"The oldest human remains found in the Americas were recently "discovered" in the storeroom of Mexico's National Museum of Anthropology. Found in central Mexico in 1959, the five skulls were radiocarbon dated by a team of researchers from the United Kingdom and Mexico and found to be 13,000 years old. They pre-date the Clovis culture by a couple thousand years, adding to the growing evidence against the Clovis-first model for the first peopling of the Americas."
"Of additional significance is the shape of the skulls, which are described as long and narrow, very unlike those of modern Native Americans
Yes...that would be great. And what about Kennewick Man?

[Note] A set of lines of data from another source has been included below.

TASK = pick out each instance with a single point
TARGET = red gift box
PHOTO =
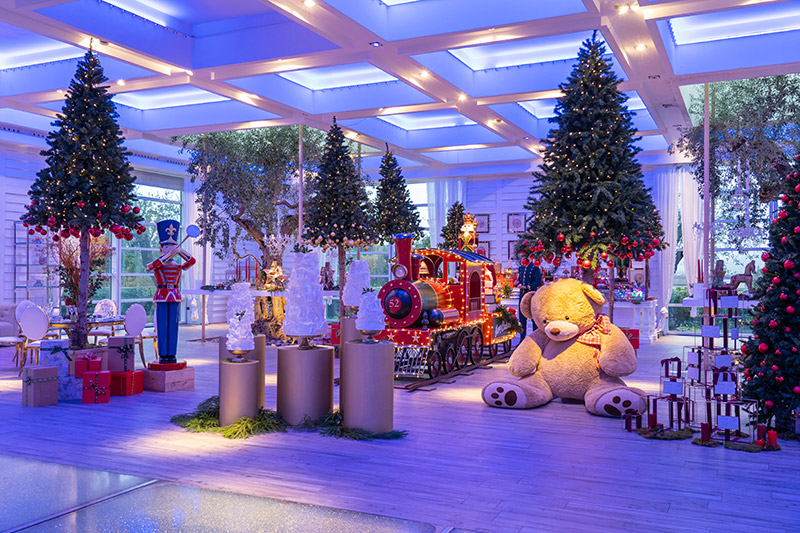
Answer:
(121, 356)
(127, 383)
(39, 385)
(87, 363)
(96, 387)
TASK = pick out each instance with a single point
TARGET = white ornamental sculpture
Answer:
(357, 283)
(305, 310)
(240, 317)
(370, 320)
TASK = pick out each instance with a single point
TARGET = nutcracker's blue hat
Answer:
(168, 231)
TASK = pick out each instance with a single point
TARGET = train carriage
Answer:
(440, 310)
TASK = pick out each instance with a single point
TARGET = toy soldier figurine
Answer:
(168, 296)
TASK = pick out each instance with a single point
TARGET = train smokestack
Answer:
(402, 246)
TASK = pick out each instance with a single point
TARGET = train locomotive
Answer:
(440, 310)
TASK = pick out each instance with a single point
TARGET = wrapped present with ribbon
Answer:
(39, 386)
(121, 356)
(55, 352)
(87, 363)
(633, 420)
(96, 387)
(127, 383)
(70, 389)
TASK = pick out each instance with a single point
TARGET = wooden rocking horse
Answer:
(746, 278)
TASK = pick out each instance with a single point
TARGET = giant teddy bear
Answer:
(576, 353)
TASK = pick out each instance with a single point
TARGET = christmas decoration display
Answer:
(39, 386)
(394, 210)
(240, 317)
(437, 311)
(451, 231)
(576, 353)
(305, 310)
(771, 358)
(357, 282)
(87, 186)
(339, 213)
(589, 199)
(370, 313)
(168, 277)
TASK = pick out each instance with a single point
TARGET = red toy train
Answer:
(440, 310)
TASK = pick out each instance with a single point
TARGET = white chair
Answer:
(105, 308)
(34, 324)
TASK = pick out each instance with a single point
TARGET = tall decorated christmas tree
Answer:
(589, 198)
(339, 214)
(771, 358)
(452, 226)
(394, 211)
(87, 185)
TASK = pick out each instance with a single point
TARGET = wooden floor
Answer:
(555, 468)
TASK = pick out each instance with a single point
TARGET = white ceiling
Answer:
(456, 87)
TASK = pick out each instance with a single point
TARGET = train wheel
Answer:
(434, 364)
(463, 349)
(476, 353)
(449, 360)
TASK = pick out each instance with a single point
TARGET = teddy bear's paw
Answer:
(504, 395)
(617, 401)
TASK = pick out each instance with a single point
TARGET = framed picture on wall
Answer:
(516, 223)
(482, 223)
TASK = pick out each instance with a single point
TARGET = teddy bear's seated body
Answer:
(576, 353)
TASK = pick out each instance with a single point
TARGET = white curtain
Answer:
(665, 187)
(691, 215)
(442, 193)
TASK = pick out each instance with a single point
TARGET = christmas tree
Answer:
(87, 185)
(771, 358)
(339, 212)
(394, 211)
(452, 226)
(589, 198)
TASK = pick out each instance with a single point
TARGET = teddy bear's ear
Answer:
(525, 305)
(593, 294)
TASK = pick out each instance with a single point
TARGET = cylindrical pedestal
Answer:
(305, 383)
(238, 391)
(367, 386)
(258, 354)
(347, 333)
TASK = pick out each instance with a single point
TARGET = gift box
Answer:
(127, 383)
(39, 386)
(96, 387)
(87, 363)
(54, 352)
(121, 355)
(70, 389)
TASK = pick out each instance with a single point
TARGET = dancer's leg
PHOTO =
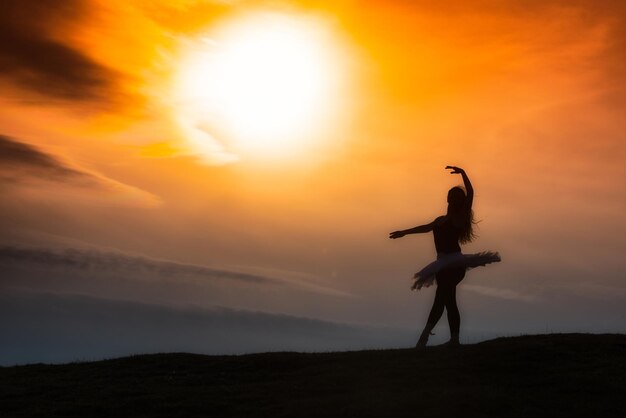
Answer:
(454, 317)
(448, 284)
(435, 314)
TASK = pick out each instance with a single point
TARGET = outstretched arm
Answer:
(468, 185)
(417, 230)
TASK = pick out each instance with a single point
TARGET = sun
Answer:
(265, 85)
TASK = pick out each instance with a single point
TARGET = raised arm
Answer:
(416, 230)
(468, 185)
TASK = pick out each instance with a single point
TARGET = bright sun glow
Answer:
(263, 84)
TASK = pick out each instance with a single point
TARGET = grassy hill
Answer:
(546, 375)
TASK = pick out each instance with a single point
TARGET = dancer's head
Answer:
(456, 198)
(456, 205)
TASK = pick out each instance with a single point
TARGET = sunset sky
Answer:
(209, 164)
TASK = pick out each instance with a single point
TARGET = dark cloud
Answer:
(31, 56)
(20, 161)
(52, 327)
(111, 262)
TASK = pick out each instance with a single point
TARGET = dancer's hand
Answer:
(397, 234)
(455, 170)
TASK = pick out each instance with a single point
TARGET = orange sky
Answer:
(528, 97)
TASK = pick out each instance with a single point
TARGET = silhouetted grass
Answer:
(547, 375)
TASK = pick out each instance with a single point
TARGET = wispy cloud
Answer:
(117, 262)
(23, 163)
(19, 160)
(35, 51)
(62, 327)
(124, 265)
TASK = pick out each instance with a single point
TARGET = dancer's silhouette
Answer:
(450, 230)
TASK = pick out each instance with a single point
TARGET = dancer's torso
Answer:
(447, 237)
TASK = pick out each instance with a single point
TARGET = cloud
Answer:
(19, 160)
(90, 265)
(53, 327)
(92, 260)
(35, 50)
(24, 163)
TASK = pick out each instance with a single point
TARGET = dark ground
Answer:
(566, 375)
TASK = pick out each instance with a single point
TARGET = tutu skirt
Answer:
(426, 276)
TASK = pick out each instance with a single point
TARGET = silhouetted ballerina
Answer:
(454, 228)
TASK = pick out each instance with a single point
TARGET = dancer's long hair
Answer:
(456, 201)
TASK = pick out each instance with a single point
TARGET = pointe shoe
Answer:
(421, 343)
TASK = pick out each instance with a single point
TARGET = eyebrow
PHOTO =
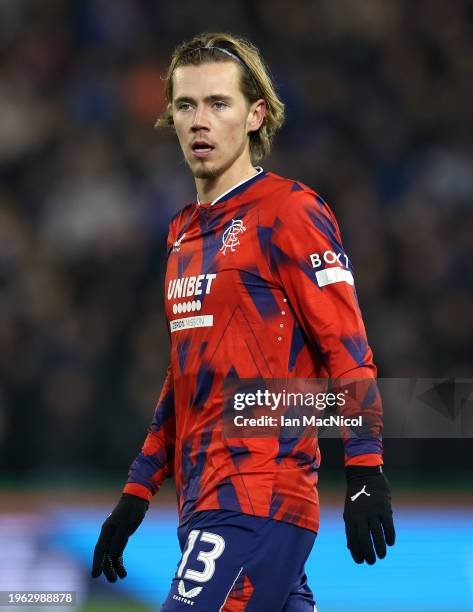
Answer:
(212, 98)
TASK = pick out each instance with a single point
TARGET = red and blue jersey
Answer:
(258, 285)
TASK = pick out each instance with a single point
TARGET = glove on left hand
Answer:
(368, 514)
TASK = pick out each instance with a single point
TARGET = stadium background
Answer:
(379, 121)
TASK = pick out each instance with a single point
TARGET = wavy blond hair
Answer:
(255, 82)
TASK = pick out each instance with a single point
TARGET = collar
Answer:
(236, 188)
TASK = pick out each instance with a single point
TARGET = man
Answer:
(257, 286)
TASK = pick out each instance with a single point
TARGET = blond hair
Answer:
(256, 81)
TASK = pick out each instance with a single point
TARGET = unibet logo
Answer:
(190, 285)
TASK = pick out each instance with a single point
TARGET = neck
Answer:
(210, 189)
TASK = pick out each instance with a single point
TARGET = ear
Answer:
(256, 116)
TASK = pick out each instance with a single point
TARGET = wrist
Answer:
(353, 472)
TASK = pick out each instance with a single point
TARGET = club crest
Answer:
(230, 236)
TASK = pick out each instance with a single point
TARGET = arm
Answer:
(309, 261)
(155, 462)
(152, 465)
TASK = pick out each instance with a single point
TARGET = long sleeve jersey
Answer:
(258, 285)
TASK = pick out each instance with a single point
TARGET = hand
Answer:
(122, 522)
(368, 515)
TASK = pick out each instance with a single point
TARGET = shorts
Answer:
(237, 562)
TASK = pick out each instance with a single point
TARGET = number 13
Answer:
(207, 558)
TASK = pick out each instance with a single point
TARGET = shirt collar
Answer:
(238, 186)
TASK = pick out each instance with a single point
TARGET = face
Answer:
(212, 118)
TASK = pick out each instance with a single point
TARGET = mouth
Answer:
(201, 149)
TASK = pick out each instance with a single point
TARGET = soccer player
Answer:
(257, 286)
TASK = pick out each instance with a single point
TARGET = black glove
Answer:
(368, 515)
(122, 522)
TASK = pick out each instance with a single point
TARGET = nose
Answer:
(200, 119)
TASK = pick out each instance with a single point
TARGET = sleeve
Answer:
(155, 462)
(309, 262)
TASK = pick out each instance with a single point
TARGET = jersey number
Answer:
(207, 558)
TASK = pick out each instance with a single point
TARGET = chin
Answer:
(209, 171)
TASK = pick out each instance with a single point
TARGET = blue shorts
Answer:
(241, 563)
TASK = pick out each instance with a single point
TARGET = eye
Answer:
(184, 106)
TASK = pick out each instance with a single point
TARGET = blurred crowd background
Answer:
(379, 122)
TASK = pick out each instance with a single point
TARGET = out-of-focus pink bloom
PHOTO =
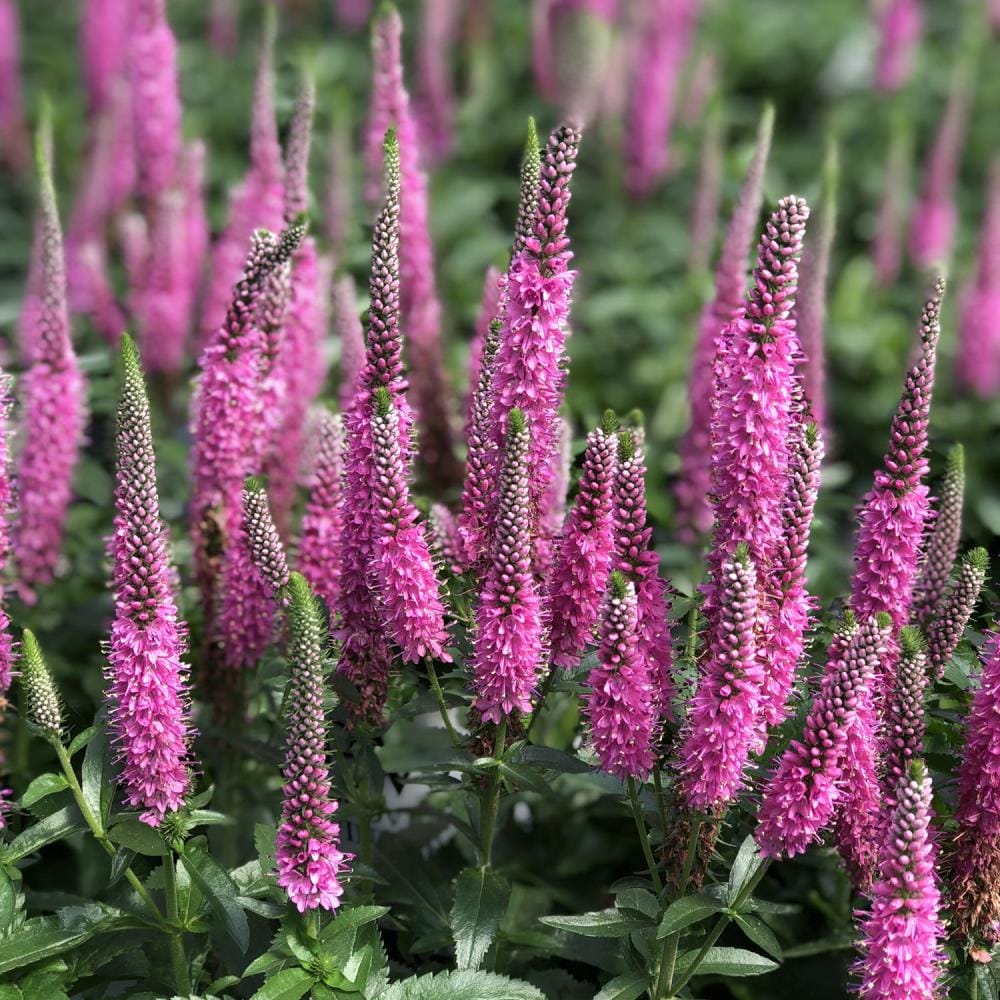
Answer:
(621, 707)
(899, 24)
(147, 682)
(421, 309)
(978, 361)
(932, 228)
(509, 630)
(901, 937)
(802, 793)
(307, 848)
(722, 717)
(54, 408)
(660, 46)
(579, 578)
(693, 489)
(13, 132)
(156, 103)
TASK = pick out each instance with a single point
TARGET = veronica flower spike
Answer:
(147, 681)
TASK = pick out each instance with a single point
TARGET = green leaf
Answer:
(44, 784)
(727, 962)
(461, 985)
(82, 739)
(288, 985)
(56, 826)
(630, 986)
(760, 934)
(220, 891)
(686, 911)
(600, 923)
(99, 776)
(137, 836)
(481, 896)
(745, 866)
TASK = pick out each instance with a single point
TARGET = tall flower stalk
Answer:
(147, 681)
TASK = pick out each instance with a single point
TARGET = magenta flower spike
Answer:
(309, 860)
(408, 588)
(147, 681)
(579, 580)
(14, 142)
(802, 793)
(940, 546)
(721, 723)
(258, 202)
(947, 624)
(661, 47)
(899, 23)
(54, 408)
(932, 227)
(975, 865)
(901, 937)
(347, 324)
(810, 309)
(103, 33)
(509, 641)
(621, 707)
(693, 489)
(794, 605)
(419, 303)
(436, 90)
(641, 565)
(978, 361)
(895, 510)
(156, 103)
(527, 371)
(226, 420)
(365, 654)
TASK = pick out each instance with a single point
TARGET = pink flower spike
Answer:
(147, 682)
(579, 578)
(54, 409)
(721, 724)
(308, 856)
(509, 630)
(620, 706)
(408, 588)
(901, 937)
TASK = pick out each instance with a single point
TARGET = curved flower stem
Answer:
(456, 740)
(719, 927)
(178, 960)
(101, 837)
(491, 805)
(640, 825)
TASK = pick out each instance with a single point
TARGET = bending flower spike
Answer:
(308, 856)
(901, 938)
(509, 642)
(721, 724)
(584, 558)
(147, 682)
(621, 707)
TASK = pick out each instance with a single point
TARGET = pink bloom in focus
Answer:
(901, 937)
(509, 629)
(147, 682)
(579, 578)
(620, 707)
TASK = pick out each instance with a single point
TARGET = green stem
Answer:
(443, 708)
(640, 826)
(719, 927)
(668, 956)
(491, 806)
(100, 836)
(178, 960)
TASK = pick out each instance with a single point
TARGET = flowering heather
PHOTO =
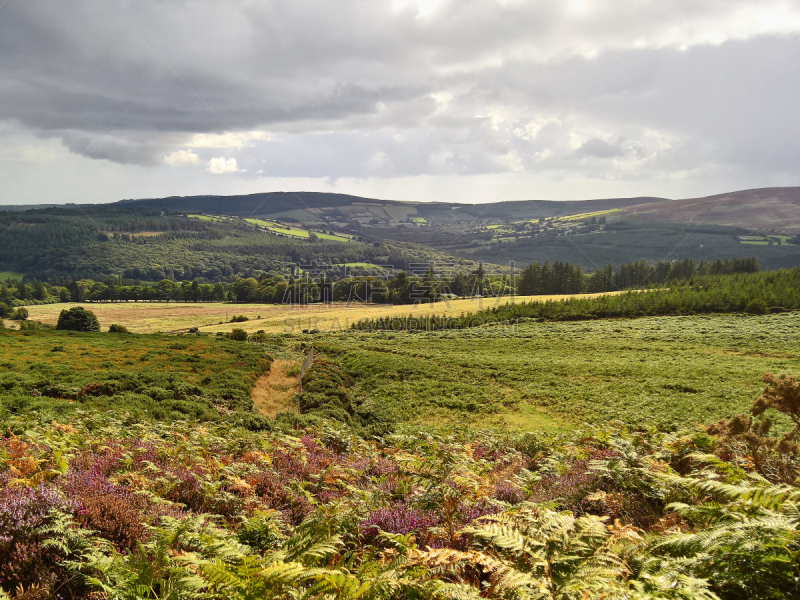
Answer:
(171, 506)
(23, 557)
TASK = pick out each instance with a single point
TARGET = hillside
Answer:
(238, 234)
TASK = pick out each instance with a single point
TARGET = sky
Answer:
(426, 100)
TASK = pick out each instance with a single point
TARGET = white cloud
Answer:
(221, 166)
(231, 139)
(181, 158)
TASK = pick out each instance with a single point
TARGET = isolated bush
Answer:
(240, 335)
(78, 319)
(33, 326)
(756, 307)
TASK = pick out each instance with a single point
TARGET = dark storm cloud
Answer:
(387, 89)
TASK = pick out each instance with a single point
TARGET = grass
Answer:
(206, 218)
(660, 371)
(589, 215)
(151, 375)
(666, 372)
(295, 231)
(362, 266)
(152, 317)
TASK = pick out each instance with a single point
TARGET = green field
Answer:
(207, 218)
(362, 266)
(147, 375)
(662, 371)
(295, 231)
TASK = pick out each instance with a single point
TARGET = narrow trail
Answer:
(273, 391)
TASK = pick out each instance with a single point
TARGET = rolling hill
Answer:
(769, 210)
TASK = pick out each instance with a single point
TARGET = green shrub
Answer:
(78, 319)
(33, 326)
(240, 335)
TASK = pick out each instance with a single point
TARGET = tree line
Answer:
(753, 293)
(430, 283)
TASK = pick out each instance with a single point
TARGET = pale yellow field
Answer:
(151, 317)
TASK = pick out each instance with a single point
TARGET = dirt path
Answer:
(273, 391)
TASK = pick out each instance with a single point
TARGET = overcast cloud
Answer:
(422, 100)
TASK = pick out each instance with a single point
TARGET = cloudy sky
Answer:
(451, 100)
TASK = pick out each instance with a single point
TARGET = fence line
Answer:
(306, 364)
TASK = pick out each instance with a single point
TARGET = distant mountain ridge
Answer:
(764, 209)
(774, 209)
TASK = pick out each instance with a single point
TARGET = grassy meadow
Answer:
(212, 317)
(667, 372)
(152, 376)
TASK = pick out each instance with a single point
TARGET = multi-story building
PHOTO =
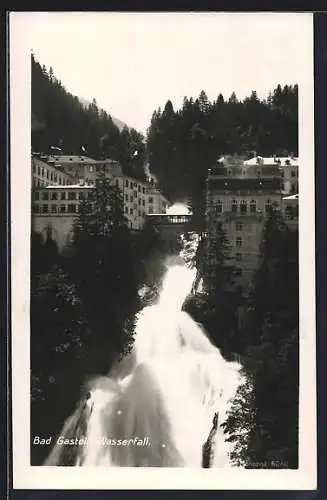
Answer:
(290, 209)
(289, 167)
(60, 182)
(44, 173)
(239, 195)
(156, 202)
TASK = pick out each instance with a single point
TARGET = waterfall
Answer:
(156, 406)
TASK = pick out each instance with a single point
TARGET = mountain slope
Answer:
(116, 121)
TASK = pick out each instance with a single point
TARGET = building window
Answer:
(243, 207)
(253, 206)
(219, 207)
(268, 206)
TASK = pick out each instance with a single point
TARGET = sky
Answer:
(133, 63)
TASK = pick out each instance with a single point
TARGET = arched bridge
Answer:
(170, 227)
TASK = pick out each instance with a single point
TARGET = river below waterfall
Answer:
(156, 406)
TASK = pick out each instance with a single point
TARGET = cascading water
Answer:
(156, 407)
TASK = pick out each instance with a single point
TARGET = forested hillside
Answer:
(60, 120)
(184, 143)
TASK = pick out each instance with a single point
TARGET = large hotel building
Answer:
(239, 195)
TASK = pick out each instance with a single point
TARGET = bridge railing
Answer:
(168, 219)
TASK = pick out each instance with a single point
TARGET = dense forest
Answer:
(182, 144)
(60, 120)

“Of additional significance is the shape of the skulls, which are described as long and narrow, very unlike those of modern Native Americans”
The problem I’ve always had with this statement is that it’s comparing peoples across many thousands of years.
Heck by that standard modern Europeans couldn’t be related to Cro-Magnon man because the morphology is different.
The shape of skulls doesn’t tell you whether someone is related to some else over thousands of years.
“Furthermore, the fact that the allele was absent in other Asian populations most likely meant that Americas ancestral founders had been isolated from the rest of Asia for thousands of years before they moved into the New World: that is, for a period of time that was long enough to allow the allele to originate in, and spread throughout, the isolated population.”
I’m gonna have to call BS.
How is it these learned men didn’t include the possibility of these *natives* being here (in America) all along?